今いる従業員はたったの2人、赤い髪をオールバックで纏めている長身の男と茶髪にウェーブがかかっている綺麗な女。2人は笑顔で客のオーダーに応じて楽しそうに客との会話も楽しんでいた。
私はカウンター席で酒瓶を傾けながら考える、この2人が本当に師匠が言っていた師匠以上の実力者なのかと。

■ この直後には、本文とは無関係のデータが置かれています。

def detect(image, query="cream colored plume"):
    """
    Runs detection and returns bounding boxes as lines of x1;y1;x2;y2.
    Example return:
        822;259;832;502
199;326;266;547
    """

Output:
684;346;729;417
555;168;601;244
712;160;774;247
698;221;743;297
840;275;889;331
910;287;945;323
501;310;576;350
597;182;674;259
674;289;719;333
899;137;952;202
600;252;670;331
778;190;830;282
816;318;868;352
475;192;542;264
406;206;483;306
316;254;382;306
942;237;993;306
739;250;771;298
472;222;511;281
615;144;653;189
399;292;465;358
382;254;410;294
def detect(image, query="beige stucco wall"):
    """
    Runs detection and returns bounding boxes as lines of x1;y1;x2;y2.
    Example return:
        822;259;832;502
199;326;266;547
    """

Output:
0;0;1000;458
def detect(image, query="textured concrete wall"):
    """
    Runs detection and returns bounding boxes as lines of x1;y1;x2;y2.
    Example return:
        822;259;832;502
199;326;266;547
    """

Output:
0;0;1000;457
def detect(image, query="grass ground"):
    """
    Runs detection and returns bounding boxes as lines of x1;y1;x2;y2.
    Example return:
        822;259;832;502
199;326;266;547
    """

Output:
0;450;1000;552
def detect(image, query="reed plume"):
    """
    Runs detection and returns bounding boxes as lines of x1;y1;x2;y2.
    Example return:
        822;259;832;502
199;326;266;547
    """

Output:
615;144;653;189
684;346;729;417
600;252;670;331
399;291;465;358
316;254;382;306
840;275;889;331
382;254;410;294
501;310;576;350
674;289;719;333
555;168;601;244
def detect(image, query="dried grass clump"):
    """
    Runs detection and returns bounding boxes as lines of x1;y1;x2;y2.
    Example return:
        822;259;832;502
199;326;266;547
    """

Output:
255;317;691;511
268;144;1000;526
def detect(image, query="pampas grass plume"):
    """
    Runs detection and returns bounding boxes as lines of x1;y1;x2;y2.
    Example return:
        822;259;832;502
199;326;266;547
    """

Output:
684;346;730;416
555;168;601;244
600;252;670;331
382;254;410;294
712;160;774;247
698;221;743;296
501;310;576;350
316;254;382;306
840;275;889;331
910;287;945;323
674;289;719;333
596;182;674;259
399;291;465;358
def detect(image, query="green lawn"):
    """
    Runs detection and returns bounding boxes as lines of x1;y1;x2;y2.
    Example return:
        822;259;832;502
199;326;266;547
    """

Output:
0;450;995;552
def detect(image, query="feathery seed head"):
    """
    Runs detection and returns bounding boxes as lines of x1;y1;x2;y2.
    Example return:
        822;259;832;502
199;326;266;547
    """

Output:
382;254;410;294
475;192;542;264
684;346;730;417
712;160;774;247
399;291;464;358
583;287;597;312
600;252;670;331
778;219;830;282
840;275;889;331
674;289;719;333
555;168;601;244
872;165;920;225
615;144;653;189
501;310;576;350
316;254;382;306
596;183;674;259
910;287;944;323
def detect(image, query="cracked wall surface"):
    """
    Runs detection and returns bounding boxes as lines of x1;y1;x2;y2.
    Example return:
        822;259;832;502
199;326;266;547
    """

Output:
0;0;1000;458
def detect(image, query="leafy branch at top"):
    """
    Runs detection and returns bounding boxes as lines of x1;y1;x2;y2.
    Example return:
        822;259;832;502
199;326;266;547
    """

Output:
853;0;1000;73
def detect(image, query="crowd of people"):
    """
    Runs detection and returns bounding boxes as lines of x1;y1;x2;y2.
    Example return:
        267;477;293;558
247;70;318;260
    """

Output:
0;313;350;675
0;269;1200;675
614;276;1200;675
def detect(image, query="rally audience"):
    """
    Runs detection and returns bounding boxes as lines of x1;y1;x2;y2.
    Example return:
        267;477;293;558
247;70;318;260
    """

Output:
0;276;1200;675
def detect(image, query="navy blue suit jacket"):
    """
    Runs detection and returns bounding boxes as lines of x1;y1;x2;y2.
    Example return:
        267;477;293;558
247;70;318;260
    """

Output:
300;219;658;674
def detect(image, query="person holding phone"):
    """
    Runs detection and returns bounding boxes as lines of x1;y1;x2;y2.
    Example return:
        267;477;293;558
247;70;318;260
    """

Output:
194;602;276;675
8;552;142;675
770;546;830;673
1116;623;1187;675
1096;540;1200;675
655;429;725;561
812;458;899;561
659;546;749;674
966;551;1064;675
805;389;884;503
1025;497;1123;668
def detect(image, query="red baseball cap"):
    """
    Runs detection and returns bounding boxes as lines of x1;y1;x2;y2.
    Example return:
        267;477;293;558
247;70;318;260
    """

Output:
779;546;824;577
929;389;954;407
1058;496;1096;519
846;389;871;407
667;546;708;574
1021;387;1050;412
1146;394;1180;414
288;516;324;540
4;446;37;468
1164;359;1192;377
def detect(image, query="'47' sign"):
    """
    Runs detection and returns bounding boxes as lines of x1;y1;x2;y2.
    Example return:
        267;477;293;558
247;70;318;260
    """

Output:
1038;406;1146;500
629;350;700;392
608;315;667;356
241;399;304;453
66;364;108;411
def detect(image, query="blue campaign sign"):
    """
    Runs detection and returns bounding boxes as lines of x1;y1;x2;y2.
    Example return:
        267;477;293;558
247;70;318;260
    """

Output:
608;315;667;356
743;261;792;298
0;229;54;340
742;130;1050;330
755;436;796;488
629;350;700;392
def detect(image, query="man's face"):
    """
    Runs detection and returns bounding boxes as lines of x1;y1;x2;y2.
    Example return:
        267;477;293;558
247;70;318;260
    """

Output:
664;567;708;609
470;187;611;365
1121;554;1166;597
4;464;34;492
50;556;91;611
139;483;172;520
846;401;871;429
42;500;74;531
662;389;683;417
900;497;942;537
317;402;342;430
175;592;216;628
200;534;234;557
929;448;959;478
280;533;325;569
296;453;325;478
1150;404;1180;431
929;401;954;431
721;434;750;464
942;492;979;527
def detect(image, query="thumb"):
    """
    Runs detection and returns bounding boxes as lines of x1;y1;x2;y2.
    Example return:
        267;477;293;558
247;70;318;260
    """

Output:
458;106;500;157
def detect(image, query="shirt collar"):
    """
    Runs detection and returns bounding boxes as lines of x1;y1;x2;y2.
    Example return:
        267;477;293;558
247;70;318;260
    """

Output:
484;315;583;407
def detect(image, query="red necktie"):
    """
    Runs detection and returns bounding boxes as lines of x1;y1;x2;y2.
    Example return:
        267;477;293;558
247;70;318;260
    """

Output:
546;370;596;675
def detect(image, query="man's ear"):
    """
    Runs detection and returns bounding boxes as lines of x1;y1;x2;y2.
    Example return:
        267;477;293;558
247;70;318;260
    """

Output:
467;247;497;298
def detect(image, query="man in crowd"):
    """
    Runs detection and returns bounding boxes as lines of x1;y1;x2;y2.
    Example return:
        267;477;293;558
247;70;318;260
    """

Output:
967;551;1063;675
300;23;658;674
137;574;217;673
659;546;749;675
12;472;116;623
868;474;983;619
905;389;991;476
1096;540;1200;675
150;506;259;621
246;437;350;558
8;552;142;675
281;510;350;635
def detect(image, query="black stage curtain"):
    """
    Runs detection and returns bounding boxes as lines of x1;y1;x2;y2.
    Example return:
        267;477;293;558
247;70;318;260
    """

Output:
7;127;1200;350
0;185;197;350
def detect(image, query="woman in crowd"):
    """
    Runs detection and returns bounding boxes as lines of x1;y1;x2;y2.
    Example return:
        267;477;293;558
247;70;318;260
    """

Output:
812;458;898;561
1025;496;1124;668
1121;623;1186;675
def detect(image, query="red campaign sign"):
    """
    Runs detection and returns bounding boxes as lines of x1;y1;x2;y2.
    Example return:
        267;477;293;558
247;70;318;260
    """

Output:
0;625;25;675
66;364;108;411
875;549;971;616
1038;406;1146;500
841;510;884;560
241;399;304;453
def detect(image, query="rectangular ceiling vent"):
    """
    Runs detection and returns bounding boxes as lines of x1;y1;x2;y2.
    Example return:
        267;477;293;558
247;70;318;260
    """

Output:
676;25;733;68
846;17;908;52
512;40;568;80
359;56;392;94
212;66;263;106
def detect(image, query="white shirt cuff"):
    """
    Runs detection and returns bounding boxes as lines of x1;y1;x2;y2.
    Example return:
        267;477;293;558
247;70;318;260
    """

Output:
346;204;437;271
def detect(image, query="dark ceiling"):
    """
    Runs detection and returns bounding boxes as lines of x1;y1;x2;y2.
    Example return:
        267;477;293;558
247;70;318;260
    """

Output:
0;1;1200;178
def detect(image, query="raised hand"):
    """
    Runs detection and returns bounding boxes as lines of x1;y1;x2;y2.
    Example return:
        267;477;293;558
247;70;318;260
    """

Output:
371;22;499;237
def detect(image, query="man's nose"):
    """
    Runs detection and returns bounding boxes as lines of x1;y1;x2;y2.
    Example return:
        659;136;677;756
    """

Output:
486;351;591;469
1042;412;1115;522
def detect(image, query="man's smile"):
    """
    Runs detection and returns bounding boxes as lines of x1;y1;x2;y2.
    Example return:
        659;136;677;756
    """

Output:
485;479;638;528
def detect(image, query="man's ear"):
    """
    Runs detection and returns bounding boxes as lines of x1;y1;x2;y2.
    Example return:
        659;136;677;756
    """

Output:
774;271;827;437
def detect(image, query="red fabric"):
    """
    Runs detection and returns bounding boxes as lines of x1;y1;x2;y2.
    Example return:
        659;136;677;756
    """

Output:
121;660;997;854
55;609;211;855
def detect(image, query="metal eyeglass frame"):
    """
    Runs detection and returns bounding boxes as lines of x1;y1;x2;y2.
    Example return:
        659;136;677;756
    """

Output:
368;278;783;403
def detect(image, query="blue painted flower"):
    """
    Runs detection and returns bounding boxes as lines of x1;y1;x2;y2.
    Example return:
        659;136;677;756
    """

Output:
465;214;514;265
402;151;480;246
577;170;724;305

夜も更けていき閉店時間の1時間前くらいからポツポツと客が減っていく。そして私は客として1人になった、男と女は客が使った皿や酒瓶の片付けをしている。
それを見て私はテーブルに顔を寝かせる。
「あらあら酔いつぶれたのかしら?」
女の声が聞こえてきた。
「んーそんなに酒に弱そうな人じゃなかったんだけどな。仕方ない店の奥で寝かせておくか。」
「よろしくね。」
男がカウンターの中から近付いてくる足音が聞こえてきたので私は袖から出したナイフをバレないように出して準備する。男の手が私の肩に触れると同時にナイフで男を切りつける!・・・切りつけようとしたが手にナイフの感触はなく男に腕が掴まれていた。
「駄目よ~危ないもの振り回しちゃ。」
カウンター内にいる女に目を向けると私のナイフを握り注意してきた、目の前にいる私の腕を掴んだ男を見ると笑みを浮かべている。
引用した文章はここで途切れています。